You initially have 72 possibilities (9 choices for the heavier weight and 8 for the lighter one). There are 81 possible different outcomes that the 4 weighings could give you (3 on each weighing 3*3*3*3=81). This suggests that it should be possible (I appreciate this is not a proof). Now it is a good idea on each weighing to try to divide the remaining possibilities into 3 roughly equal groups. For example on the first weighing it would be nice if you were left with 24 remaining possibilities if the left side is heavier, 24 remaining possibilities if the right side is heavier and 24 remaining possibilities if they balance. Such an even split might not be possible but you must keep all 3 groups less than or equal to 27 (you cannot distinguish between 28 possibilities in just three weighings). This should suggest at least what the first weighing should be. Then try to continue in this in this vein on subsequent weighings.

I think this is a much more practical method for attempting to solve it than to try and come up with a long term strategy from the beginning.

Ok, me again.

I keep the premise to distribute in the groups a, b, c and denoting further with 1,2,3

First experiment a vs. b I consider a<>b.
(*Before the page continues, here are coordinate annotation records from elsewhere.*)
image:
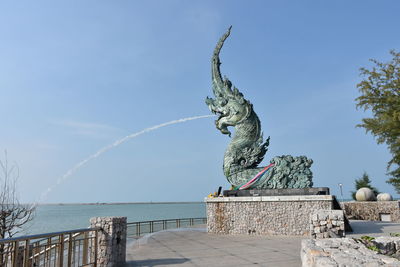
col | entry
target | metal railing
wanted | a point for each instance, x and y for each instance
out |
(68, 248)
(137, 229)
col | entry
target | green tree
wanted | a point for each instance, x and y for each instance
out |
(363, 181)
(380, 93)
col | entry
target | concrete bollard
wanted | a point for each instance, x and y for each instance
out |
(111, 240)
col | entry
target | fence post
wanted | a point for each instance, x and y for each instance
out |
(111, 241)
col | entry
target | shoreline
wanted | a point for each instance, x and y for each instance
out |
(119, 203)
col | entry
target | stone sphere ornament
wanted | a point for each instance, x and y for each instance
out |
(384, 197)
(365, 194)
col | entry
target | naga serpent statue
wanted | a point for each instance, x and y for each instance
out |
(247, 148)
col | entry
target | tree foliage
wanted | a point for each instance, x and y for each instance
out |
(363, 181)
(13, 214)
(380, 93)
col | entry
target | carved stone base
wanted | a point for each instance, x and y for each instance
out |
(266, 215)
(277, 192)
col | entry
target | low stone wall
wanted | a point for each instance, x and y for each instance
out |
(372, 210)
(327, 223)
(348, 252)
(267, 215)
(111, 240)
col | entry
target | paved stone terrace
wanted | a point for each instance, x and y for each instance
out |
(194, 247)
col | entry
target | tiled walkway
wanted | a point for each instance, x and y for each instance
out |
(194, 247)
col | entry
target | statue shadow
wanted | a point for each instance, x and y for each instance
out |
(156, 262)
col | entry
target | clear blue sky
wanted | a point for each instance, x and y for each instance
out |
(77, 75)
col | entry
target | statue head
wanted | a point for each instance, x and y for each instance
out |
(230, 105)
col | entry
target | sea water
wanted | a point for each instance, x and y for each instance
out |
(61, 217)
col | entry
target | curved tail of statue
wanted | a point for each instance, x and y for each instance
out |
(247, 147)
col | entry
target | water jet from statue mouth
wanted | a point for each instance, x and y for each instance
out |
(113, 145)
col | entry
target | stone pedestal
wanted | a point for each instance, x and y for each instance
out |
(327, 223)
(111, 241)
(266, 215)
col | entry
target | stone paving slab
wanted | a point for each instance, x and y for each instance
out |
(195, 247)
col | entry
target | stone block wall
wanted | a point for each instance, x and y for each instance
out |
(349, 252)
(267, 215)
(111, 240)
(372, 210)
(327, 223)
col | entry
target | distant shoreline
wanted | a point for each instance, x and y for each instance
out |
(120, 203)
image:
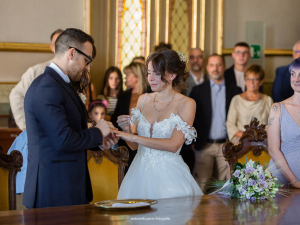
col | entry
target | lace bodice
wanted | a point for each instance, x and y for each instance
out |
(162, 129)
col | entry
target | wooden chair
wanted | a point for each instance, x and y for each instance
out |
(9, 166)
(107, 172)
(253, 144)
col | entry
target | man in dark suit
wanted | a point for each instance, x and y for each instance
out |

One further weighing a vs c or b vs. c is sufficient to establish the order e.g. a>b>c...

Now you only have to wiegh two of the heavy fraction against each other which gives the heavy (assmue a is the heavy fraction if a1=a2 then a3 is the heavy, otherwise the heavier is), and two of the light fraction.
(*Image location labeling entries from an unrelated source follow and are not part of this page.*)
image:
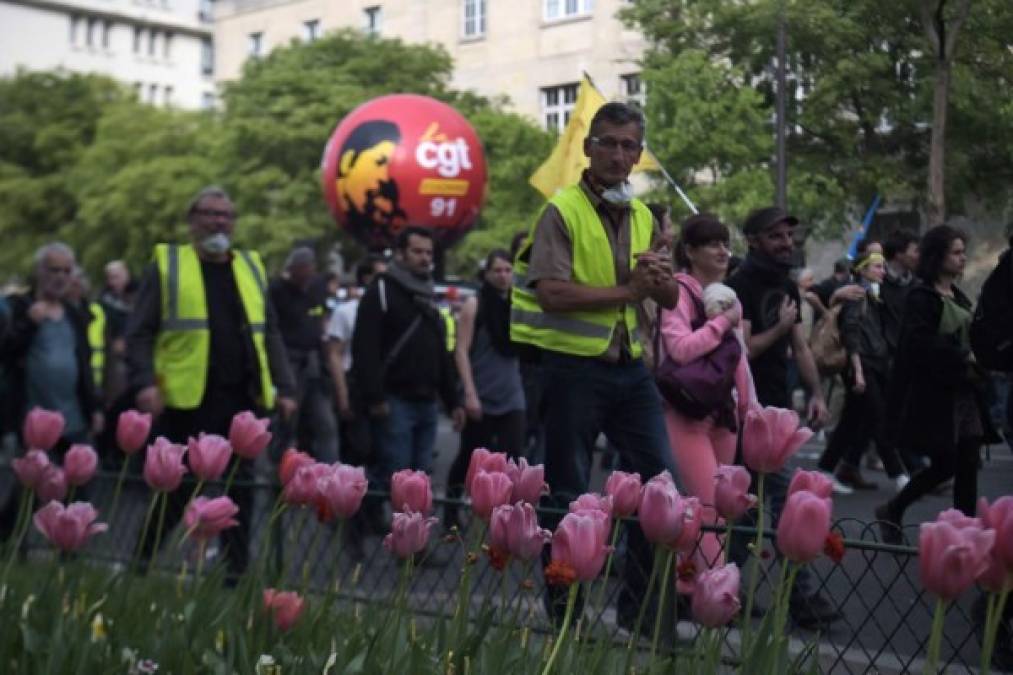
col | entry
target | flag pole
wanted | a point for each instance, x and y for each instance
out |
(668, 176)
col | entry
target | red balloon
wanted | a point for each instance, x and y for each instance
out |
(401, 160)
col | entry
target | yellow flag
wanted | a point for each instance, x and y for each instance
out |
(567, 160)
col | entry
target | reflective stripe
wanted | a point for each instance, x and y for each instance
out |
(172, 282)
(560, 323)
(254, 270)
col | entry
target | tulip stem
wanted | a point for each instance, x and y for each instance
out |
(660, 604)
(144, 528)
(935, 639)
(597, 608)
(570, 602)
(757, 561)
(115, 493)
(997, 604)
(232, 474)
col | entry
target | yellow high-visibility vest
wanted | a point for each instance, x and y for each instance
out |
(96, 341)
(585, 332)
(182, 348)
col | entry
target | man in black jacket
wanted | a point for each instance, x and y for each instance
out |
(400, 360)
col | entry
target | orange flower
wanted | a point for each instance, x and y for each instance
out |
(559, 574)
(834, 546)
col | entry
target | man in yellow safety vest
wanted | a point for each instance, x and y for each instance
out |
(594, 254)
(203, 344)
For the case a=b I have found the solution also:

weigh 1 ggainst 2 and 2 against 3 to establish the group in which the heavy and the light are. Then weigh from the heavy or the light two of one number group.

Assume 1>2>3 Then weigh a1 against b1 if they are the same then c1 is the heavy and c3 the light.

Originally posted by Ponderable
First experiment a vs. b I consider a<>b. One further weighing a vs c or b vs. c is sufficient to establish the order e.g. a>b>c...

This is not true. Say a<b and a<c.

Originally posted by Ponderable
weigh 1 ggainst 2 and 2 against 3 to establish the group in which the heavy and the light are.

Again this doesn't work. What if 1<2 and 3<2?

Impossible.

For example, with only three weights it takes three attempts to solve and you expect to solve with nine weights in four attempts?

Originally posted by iChopWoodForFree
Impossible.

For example, with only three weights it takes three attempts to solve and you expect to solve with nine weights in four attempts?

I'm not sure how to answer such a post other than to present the answer. I assure you it is possible. It is not easy and no one's answers have even come close yet but I did give a hint as to how to attack the problem a few posts back. If no one gets close soon then I'll start to give bigger clues.

Originally posted by Zuggy
I'm not sure how to answer such a post other than to present the answer. I assure you it is possible. It is not easy and no one's answers have even come close yet but I did give a hint as to how to attack the problem a few posts back. If no one gets close soon then I'll start to give bigger clues.

Is the balance such that I can tell the difference between:

1 regular vs. 1 light
1 heavy vs. 1 light

?

If so, I might have an answer.

Hmm, from re-reading the thread, it looks like the answer to my question is "no". 😞

Each step I will choose the outcome that gives the highest number of possibilities.

*1.abcd < efgh

Possibilities:

ae af ag ah ai be bf bg bh bi ce cf cg ch ci de df dg dh di ei fi gi hi

We know that if any of the odd weights is abc or d then that is the light weight and if it is def or g then that is the heavy weight. This is why there are only 24 possibilities instead of 48.

2.abfg>icde

cf cg ch df dg dh ei fi gi hi

3.cef>dig(if = then weigh c against d or weigh f against g to answer. If < then c must be the light weight, finding the heavy weight between fgh is trivial)

ei fd fi

4.ed<ab then d is light f is heavy
4.ed=ab then i is light and f is heavy
4.ed>ab then i is light and e is heavy.

*abcd=defg also gives 24 possibilities. However, there are only 12 different pairs so the method is much simpler. This is why I decided not to include it in my solution.


I guess i owe you an apology.

Since you were so certain it could be done I found myself compelled to look deeper.